遅くなって、ごめんね
扉が開いて、現れたのは華君と晴海君だった。
「ごめん、しおりん。遅くなって」
「お取り込み中だった?」
晴海君が泣いてる椚さんを見て言った。
「いや、大丈夫だよ。」
美咲さんは、椚さんの頭を撫でながら抱き締めた。
「しおりん、はい」
「ありがとう」
華君が、栞さんに花束を渡してる。
「これ、俺から」
そう言って、晴海君はワインを渡した。
「ありがとう、嬉しい」
栞さんと麻美さんが笑ってる。
「何かあったの?くぬりん泣いちゃって」
華君の言葉に美咲さんは、さっきの話をした。
「なんだ、そんな事」
椚さんは、華君の言葉に驚いた顔をした。
「くぬりん、もしみんながやめちゃうなら、僕等が働けばいい事だから」
「でも、海の華は?」
「あっちは、昼間だけあければいいから。こっちは、たまにしか昼間開いてないわけだし」
晴海君の言葉に椚さんは、また泣いていた。
「もう、言っちゃえば?」
「駄目だよ。真矢さんの結婚式が終わるまでは…。」
「あっ、あとさ。兄貴には、言ってなかったけど…。俺、結構兄貴の店の料理作れる自信あるから」
晴海君の言葉に美咲さんが驚いた顔をしてる。
「なんで?作れるの?あれは、しーちゃんが作れるんだよ。」
「晴海は、椎名さん嫌いだから、凄く練習したんだよ。僕は、知ってるよ。店をopenしてから、ずっと練習してたから」
美咲さんは、華君の言葉に泣いてる。
「辞めてくれたらいいと思ってたから、椎名さんがいなくなればいいって。だけど、椎名さんの料理にお客さんがついてるのわかってるから。俺は、兄貴に幸せになって欲しくて…。あの人を辞めさせたかった。」
その言葉に栞さんが、何かを考えてる。
「もし、みんなが辞めるなら僕が詩音の為にお店を出すよ。心配してるのは、みんなの就職先でしょ?」
「兄貴、この店、手放すのか?」
「その方が、いいと思う。みんなが、辞めるなら」
「そんな…。なら、なおさら言わないでいましょう。詩音さん」
「店なんかいらないよ。俺は、優君がいればいいんだよ。しばらくは、華と晴海の店で雇ってもらうよ。」
そう言って、美咲さんは笑ってる。
「兄貴、本気なんだな。」
「詩音は、くぬりんを選んだんだね」
晴海君と華君は、嬉しそうだ。
「俺はね、さっきも話したけど、しーちゃんを好きな気持ちだけでお爺ちゃんになっていって。俺には、この店しかなくてって未来をずっと想像していた。なのに、椚と一緒になってから…。毎日が、前よりも楽しくなった。」
「よかったね、詩音」
華君は、美咲さんの肩を叩いてる。
「だから、みんなが辞めるなら俺は、椚と0から始めたい。この店じゃなくても構わない。

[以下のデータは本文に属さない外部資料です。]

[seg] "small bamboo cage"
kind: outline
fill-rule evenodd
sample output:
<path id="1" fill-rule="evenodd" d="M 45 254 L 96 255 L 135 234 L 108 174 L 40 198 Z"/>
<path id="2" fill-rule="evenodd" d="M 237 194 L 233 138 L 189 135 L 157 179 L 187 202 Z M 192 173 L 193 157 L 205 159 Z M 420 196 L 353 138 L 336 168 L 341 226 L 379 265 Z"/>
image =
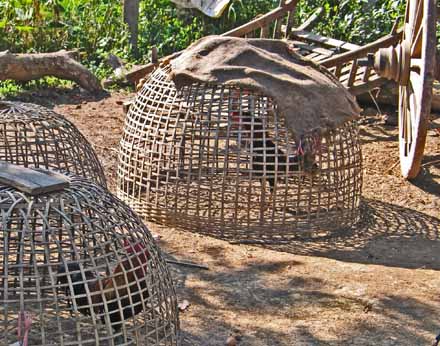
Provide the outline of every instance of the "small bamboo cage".
<path id="1" fill-rule="evenodd" d="M 358 219 L 355 122 L 297 143 L 269 97 L 221 85 L 177 91 L 169 74 L 160 67 L 145 82 L 120 143 L 117 193 L 138 213 L 242 241 L 340 229 Z"/>
<path id="2" fill-rule="evenodd" d="M 72 173 L 106 186 L 98 157 L 75 125 L 31 103 L 0 101 L 0 160 Z"/>
<path id="3" fill-rule="evenodd" d="M 83 178 L 0 201 L 2 345 L 178 345 L 167 265 L 124 203 Z"/>

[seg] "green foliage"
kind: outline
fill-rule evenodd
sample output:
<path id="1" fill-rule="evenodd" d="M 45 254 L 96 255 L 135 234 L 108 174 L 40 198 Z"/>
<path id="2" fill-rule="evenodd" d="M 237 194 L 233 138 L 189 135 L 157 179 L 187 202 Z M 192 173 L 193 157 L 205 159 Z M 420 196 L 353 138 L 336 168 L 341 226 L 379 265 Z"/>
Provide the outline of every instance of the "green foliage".
<path id="1" fill-rule="evenodd" d="M 301 22 L 318 7 L 323 7 L 315 30 L 325 36 L 366 44 L 389 33 L 394 21 L 403 17 L 409 0 L 308 0 L 296 12 Z"/>
<path id="2" fill-rule="evenodd" d="M 0 82 L 0 98 L 8 97 L 22 91 L 21 86 L 13 81 Z"/>
<path id="3" fill-rule="evenodd" d="M 179 10 L 170 0 L 144 0 L 140 11 L 140 47 L 156 46 L 159 55 L 167 55 L 203 36 L 221 34 L 242 25 L 278 3 L 277 0 L 233 0 L 221 18 L 213 19 L 197 10 Z"/>
<path id="4" fill-rule="evenodd" d="M 37 90 L 41 88 L 68 88 L 73 82 L 58 79 L 56 77 L 44 77 L 29 82 L 0 81 L 0 99 L 8 98 L 26 90 Z"/>
<path id="5" fill-rule="evenodd" d="M 161 56 L 172 53 L 200 37 L 242 25 L 278 3 L 232 0 L 221 18 L 212 19 L 196 10 L 177 9 L 170 0 L 142 0 L 140 58 L 135 59 L 122 20 L 121 0 L 0 0 L 0 51 L 78 49 L 83 63 L 103 78 L 109 72 L 105 64 L 109 53 L 129 63 L 144 63 L 152 46 Z M 304 21 L 319 6 L 325 11 L 318 32 L 364 44 L 389 32 L 394 19 L 404 12 L 405 0 L 303 0 L 296 22 Z"/>
<path id="6" fill-rule="evenodd" d="M 128 57 L 121 11 L 118 0 L 2 1 L 0 50 L 79 49 L 83 60 L 99 70 L 109 52 Z"/>

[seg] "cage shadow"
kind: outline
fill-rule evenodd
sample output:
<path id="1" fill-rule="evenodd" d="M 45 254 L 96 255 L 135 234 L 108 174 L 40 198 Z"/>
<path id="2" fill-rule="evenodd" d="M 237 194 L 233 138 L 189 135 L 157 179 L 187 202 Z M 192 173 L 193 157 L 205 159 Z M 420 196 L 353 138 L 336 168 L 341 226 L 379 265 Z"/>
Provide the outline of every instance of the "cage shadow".
<path id="1" fill-rule="evenodd" d="M 360 220 L 333 231 L 228 229 L 206 225 L 198 234 L 232 244 L 252 244 L 297 255 L 401 268 L 440 269 L 440 219 L 373 199 L 363 199 Z M 189 228 L 188 228 L 189 229 Z"/>
<path id="2" fill-rule="evenodd" d="M 440 220 L 391 203 L 363 199 L 361 220 L 349 229 L 261 245 L 297 255 L 439 270 Z"/>
<path id="3" fill-rule="evenodd" d="M 390 127 L 390 129 L 393 129 Z M 398 140 L 398 136 L 387 131 L 382 126 L 376 126 L 374 128 L 363 126 L 359 129 L 359 134 L 362 138 L 363 144 L 378 143 L 378 142 L 395 142 Z"/>
<path id="4" fill-rule="evenodd" d="M 382 295 L 367 313 L 367 298 L 338 293 L 338 285 L 318 276 L 304 277 L 295 270 L 285 272 L 286 264 L 275 259 L 227 271 L 179 268 L 178 275 L 196 280 L 187 283 L 185 279 L 179 293 L 198 305 L 197 315 L 188 320 L 185 314 L 181 316 L 182 346 L 222 345 L 234 329 L 242 334 L 241 346 L 412 346 L 428 345 L 434 340 L 440 325 L 438 302 Z M 302 265 L 294 261 L 292 264 Z M 277 275 L 279 270 L 283 275 Z M 320 315 L 322 311 L 332 313 Z M 230 312 L 242 316 L 244 321 L 232 323 Z M 338 322 L 332 317 L 336 315 Z M 249 324 L 249 316 L 258 319 Z M 267 323 L 278 318 L 291 319 L 291 325 L 279 328 Z M 329 333 L 326 328 L 321 330 L 324 325 L 330 327 Z"/>
<path id="5" fill-rule="evenodd" d="M 422 169 L 412 183 L 423 191 L 440 197 L 440 155 L 425 155 Z"/>

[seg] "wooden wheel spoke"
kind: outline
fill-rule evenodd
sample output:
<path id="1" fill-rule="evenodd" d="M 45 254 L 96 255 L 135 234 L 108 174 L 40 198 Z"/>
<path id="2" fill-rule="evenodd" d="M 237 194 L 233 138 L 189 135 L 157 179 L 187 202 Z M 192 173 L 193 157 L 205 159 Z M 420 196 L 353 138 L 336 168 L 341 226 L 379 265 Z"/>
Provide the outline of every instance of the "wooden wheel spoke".
<path id="1" fill-rule="evenodd" d="M 411 42 L 411 57 L 420 57 L 422 53 L 423 25 L 416 30 L 413 41 Z"/>
<path id="2" fill-rule="evenodd" d="M 423 0 L 417 1 L 417 11 L 416 16 L 414 20 L 414 28 L 422 27 L 422 21 L 423 21 Z M 414 39 L 415 36 L 413 36 Z"/>
<path id="3" fill-rule="evenodd" d="M 401 141 L 404 144 L 404 156 L 408 156 L 413 145 L 414 118 L 413 108 L 416 106 L 415 95 L 411 87 L 404 86 L 401 89 L 400 126 Z"/>
<path id="4" fill-rule="evenodd" d="M 405 40 L 412 41 L 413 35 L 414 35 L 414 25 L 416 23 L 416 13 L 417 13 L 417 7 L 419 1 L 407 1 L 409 3 L 409 6 L 407 6 L 406 10 L 406 20 L 405 20 L 405 27 L 404 27 L 404 33 L 405 33 Z"/>
<path id="5" fill-rule="evenodd" d="M 408 88 L 410 86 L 408 85 Z M 418 118 L 418 105 L 417 105 L 417 95 L 414 92 L 409 92 L 409 142 L 412 144 L 414 135 L 417 134 L 417 118 Z"/>
<path id="6" fill-rule="evenodd" d="M 411 71 L 421 73 L 423 66 L 423 60 L 417 58 L 411 58 Z"/>
<path id="7" fill-rule="evenodd" d="M 412 88 L 412 93 L 417 95 L 417 98 L 421 98 L 423 93 L 423 78 L 420 73 L 416 71 L 410 72 L 410 83 L 409 85 Z"/>
<path id="8" fill-rule="evenodd" d="M 409 23 L 409 15 L 410 15 L 410 8 L 409 8 L 409 6 L 410 6 L 410 3 L 411 3 L 411 1 L 407 1 L 406 2 L 406 6 L 405 6 L 405 23 Z"/>
<path id="9" fill-rule="evenodd" d="M 399 107 L 399 117 L 400 117 L 400 138 L 406 142 L 406 88 L 400 87 L 400 107 Z"/>
<path id="10" fill-rule="evenodd" d="M 408 24 L 411 27 L 411 36 L 408 38 L 411 39 L 411 41 L 414 41 L 414 38 L 417 35 L 418 28 L 422 27 L 422 21 L 423 21 L 423 0 L 417 0 L 417 1 L 411 1 L 412 2 L 412 11 L 409 15 L 409 22 Z"/>

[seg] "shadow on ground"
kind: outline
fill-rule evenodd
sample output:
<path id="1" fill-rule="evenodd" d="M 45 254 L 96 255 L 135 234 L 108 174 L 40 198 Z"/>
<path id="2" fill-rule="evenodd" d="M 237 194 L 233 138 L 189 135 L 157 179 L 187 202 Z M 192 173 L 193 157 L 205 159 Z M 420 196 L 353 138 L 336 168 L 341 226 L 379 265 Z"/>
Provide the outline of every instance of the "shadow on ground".
<path id="1" fill-rule="evenodd" d="M 439 219 L 372 199 L 364 199 L 361 209 L 361 221 L 350 230 L 257 245 L 342 262 L 440 269 Z M 374 269 L 370 274 L 352 269 L 356 278 L 339 282 L 325 276 L 332 270 L 328 263 L 322 278 L 321 270 L 304 272 L 304 263 L 286 260 L 287 254 L 274 253 L 265 261 L 256 257 L 237 268 L 221 245 L 201 251 L 211 270 L 172 268 L 179 295 L 194 309 L 182 315 L 182 346 L 224 345 L 235 329 L 243 335 L 240 346 L 431 345 L 439 332 L 440 301 L 427 294 L 436 292 L 437 283 L 420 277 L 414 284 L 426 291 L 423 295 L 390 289 L 371 302 L 352 286 L 374 286 L 375 279 L 367 279 Z M 383 280 L 392 284 L 395 278 Z M 411 285 L 411 277 L 402 284 Z"/>
<path id="2" fill-rule="evenodd" d="M 335 283 L 297 274 L 301 265 L 274 260 L 226 271 L 173 268 L 179 294 L 191 302 L 190 310 L 197 309 L 182 315 L 182 346 L 224 345 L 233 330 L 242 335 L 240 346 L 414 346 L 434 341 L 440 326 L 438 302 L 385 295 L 370 305 L 361 296 L 338 293 Z"/>
<path id="3" fill-rule="evenodd" d="M 440 197 L 440 155 L 424 155 L 423 166 L 414 185 L 423 191 Z"/>
<path id="4" fill-rule="evenodd" d="M 361 219 L 351 228 L 317 233 L 205 229 L 204 235 L 236 244 L 252 244 L 295 255 L 381 264 L 400 268 L 440 269 L 440 220 L 413 209 L 363 199 Z"/>
<path id="5" fill-rule="evenodd" d="M 79 105 L 85 102 L 101 101 L 111 95 L 107 91 L 89 93 L 80 88 L 43 88 L 25 90 L 8 96 L 8 101 L 35 103 L 43 107 L 54 108 L 59 105 Z"/>
<path id="6" fill-rule="evenodd" d="M 389 127 L 392 129 L 393 127 Z M 396 142 L 398 140 L 397 135 L 391 135 L 387 132 L 386 128 L 381 126 L 375 126 L 374 130 L 369 127 L 361 127 L 359 133 L 362 137 L 362 143 L 378 143 L 378 142 Z"/>
<path id="7" fill-rule="evenodd" d="M 361 221 L 323 237 L 262 244 L 277 251 L 401 268 L 440 269 L 440 220 L 373 199 L 361 203 Z"/>

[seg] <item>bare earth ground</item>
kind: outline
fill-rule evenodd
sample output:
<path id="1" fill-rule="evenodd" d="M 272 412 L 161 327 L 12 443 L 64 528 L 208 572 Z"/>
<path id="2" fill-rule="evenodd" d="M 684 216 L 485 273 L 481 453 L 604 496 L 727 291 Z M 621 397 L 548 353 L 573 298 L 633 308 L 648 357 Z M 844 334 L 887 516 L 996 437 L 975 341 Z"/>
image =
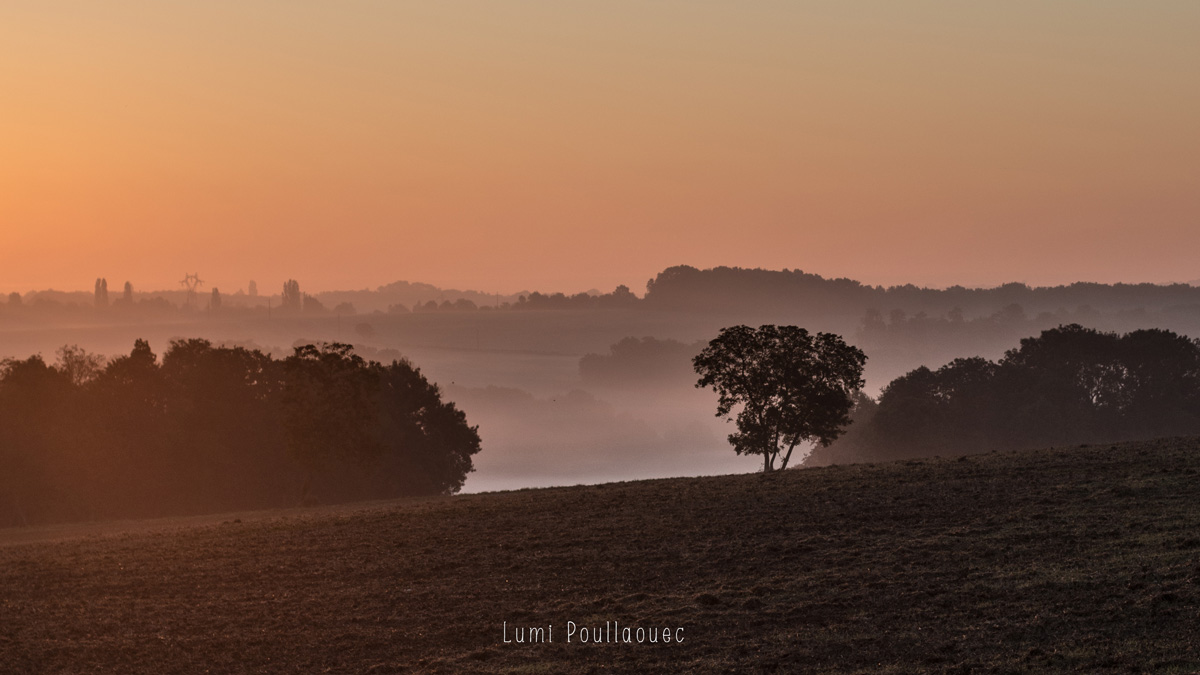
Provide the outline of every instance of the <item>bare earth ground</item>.
<path id="1" fill-rule="evenodd" d="M 0 671 L 1197 672 L 1198 469 L 1176 439 L 8 530 Z"/>

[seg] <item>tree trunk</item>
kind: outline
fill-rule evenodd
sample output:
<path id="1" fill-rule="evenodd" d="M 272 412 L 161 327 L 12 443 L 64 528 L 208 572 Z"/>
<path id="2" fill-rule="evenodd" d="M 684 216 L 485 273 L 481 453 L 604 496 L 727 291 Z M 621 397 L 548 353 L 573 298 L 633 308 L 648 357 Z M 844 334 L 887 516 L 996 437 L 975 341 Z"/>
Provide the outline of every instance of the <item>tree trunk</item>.
<path id="1" fill-rule="evenodd" d="M 788 460 L 790 460 L 792 458 L 792 450 L 795 450 L 795 449 L 796 449 L 795 443 L 792 443 L 791 445 L 788 446 L 787 454 L 783 456 L 783 464 L 779 465 L 780 471 L 783 471 L 784 469 L 787 468 Z"/>
<path id="2" fill-rule="evenodd" d="M 771 444 L 763 448 L 763 473 L 770 473 L 775 470 L 775 456 L 779 454 L 779 430 L 775 430 L 775 435 L 771 438 Z"/>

」
「そんなせっかくこんなに立派なお店で、たくさんのお客さんもついて」
「そんなのは、たいした問題じゃない。」
そう言って、美咲さんは椚さんの頭を撫でる。
「やっと、詩音が自分の為に生きるならいいと思うよ。ここだって、僕と晴海と母さんを養うために最初は、始めた事でしょ?」
「そうだね。向こうからやってきてすぐにお金を貯めて、お店をやる事を決めた。だけど、こんなに流行るとは思わなかった。大好きで大切なお店だよ。でも、自分の為には生きていなかったと思うよ。華が言ったみたいに、家族の為だった。でも俺も、自分の人生を生きてみようかなって、そう思わせてくれてありがとう、優君」
美咲さんは、椚さんの手を握った。
「詩音さんと一緒に人生を歩いて行けるなんて。思わなかったです。5年前から、ちゃんと気持ちを伝えててよかったです。」
「くぬりん、プロポーズするならちゃんとしなきゃ駄目だよ」
「プ、プロポーズ!?した方がいいですね」
椚さんは、照れくさそうに頭を掻いた。
僕達は、この日みんなで栞さんのプロポーズを祝った。
それと、美咲さんと椚さんの事もお祝いしたんだ。
美咲さんが、この店をしたのは家族の為で自分の為ではなかった。
お兄ちゃんではなく、美咲詩音としての人生を選ぼうとしている事を誰も反対などしなかった。
付き合った日にちは、短くても…
椚さんと美咲さんの時間は、とても濃いのがわかった。